Office managers are constantly pressed for time and looking for time-management answers. The sad fact is, most timesaving “secrets” are the best practices you’ve been hearing about since the advent of paper clips.

The trick is, you have to try them out to discover whether they match your work style. And then you have to stick with them to gain the benefits.

Here are 9 timesaving tech tips recommended by office managers:

1. Use the “standby” or “hibernate” feature on your PC instead of shutting it down when you step away for a short time. You’ll be able to resume your work much faster than from a cold start.

2. Find urgent computer files faster by starting file names with numbers. That ensures that the system will list them first among your files.

3. Become a hero to staff members who know only the basic functions of your voice-mail system and other machines by learning the shortcuts and most useful—and underused—features, and then teaching them.

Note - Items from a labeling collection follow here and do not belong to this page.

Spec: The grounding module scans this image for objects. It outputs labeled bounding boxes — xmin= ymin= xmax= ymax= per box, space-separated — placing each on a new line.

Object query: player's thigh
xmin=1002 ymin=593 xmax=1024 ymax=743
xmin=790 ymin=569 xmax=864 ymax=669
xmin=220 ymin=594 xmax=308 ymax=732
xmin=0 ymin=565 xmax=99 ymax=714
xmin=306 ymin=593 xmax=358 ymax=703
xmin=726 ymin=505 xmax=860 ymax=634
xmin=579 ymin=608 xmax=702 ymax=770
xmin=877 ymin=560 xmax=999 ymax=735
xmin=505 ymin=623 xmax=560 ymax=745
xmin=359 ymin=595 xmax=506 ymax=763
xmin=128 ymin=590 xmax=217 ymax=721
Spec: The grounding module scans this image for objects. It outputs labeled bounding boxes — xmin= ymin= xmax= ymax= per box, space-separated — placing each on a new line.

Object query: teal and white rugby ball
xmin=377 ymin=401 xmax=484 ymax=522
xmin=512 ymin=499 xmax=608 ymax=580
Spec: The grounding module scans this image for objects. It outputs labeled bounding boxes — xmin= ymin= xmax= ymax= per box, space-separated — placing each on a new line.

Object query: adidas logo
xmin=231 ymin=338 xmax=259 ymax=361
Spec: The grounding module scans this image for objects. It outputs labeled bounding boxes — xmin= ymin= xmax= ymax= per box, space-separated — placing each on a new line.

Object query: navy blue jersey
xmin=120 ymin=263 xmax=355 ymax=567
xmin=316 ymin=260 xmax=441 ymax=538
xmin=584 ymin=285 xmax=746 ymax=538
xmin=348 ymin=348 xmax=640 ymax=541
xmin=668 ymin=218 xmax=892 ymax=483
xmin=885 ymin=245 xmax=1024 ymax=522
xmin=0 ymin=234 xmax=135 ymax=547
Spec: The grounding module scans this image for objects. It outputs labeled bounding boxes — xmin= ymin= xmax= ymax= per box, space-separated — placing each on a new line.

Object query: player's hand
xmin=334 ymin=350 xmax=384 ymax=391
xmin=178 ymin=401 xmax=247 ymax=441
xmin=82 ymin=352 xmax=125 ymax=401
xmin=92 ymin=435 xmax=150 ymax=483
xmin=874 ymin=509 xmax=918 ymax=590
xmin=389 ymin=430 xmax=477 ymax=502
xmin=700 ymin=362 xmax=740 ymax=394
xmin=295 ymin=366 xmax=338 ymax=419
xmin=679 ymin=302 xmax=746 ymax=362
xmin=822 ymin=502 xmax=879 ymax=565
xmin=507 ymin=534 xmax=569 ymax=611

4. Create a simple checklist for common tasks, such as preparing your boss for a business trip. You’ll run through the preparations faster and will be less likely to forget a step, even when you don’t look at the list.

5. Check out faster by using online vendors who store your payment information. Sheetz convenience stores now accept MasterCard PayPass, cards with radio chips that complete transactions when the user simply taps it on a terminal. For sales less than $25, customers don’t have to sign a receipt.

6. Organize a boss’s overflowing inbox by setting up inbox folders labeled ACTION, FYI, READ and PERSONAL. File messages into the folders. Your boss can first review the ACTION folder, then work his way through the rest.

7. Put your browser on your taskbar. Right-click on the taskbar at the bottom of your screen, select Toolbars and Address. Type in the URL you want, and you’ll be able to open up that Web page with one tap on the new taskbar item.

8. Zoom back to the top of a long Web page by hitting the Home button above the arrow keys on your keyboard.

9. Build a cheat sheet. Briefly list the highlights at the front of a hefty file, so someone viewing the contents for the first time can come up to speed quickly.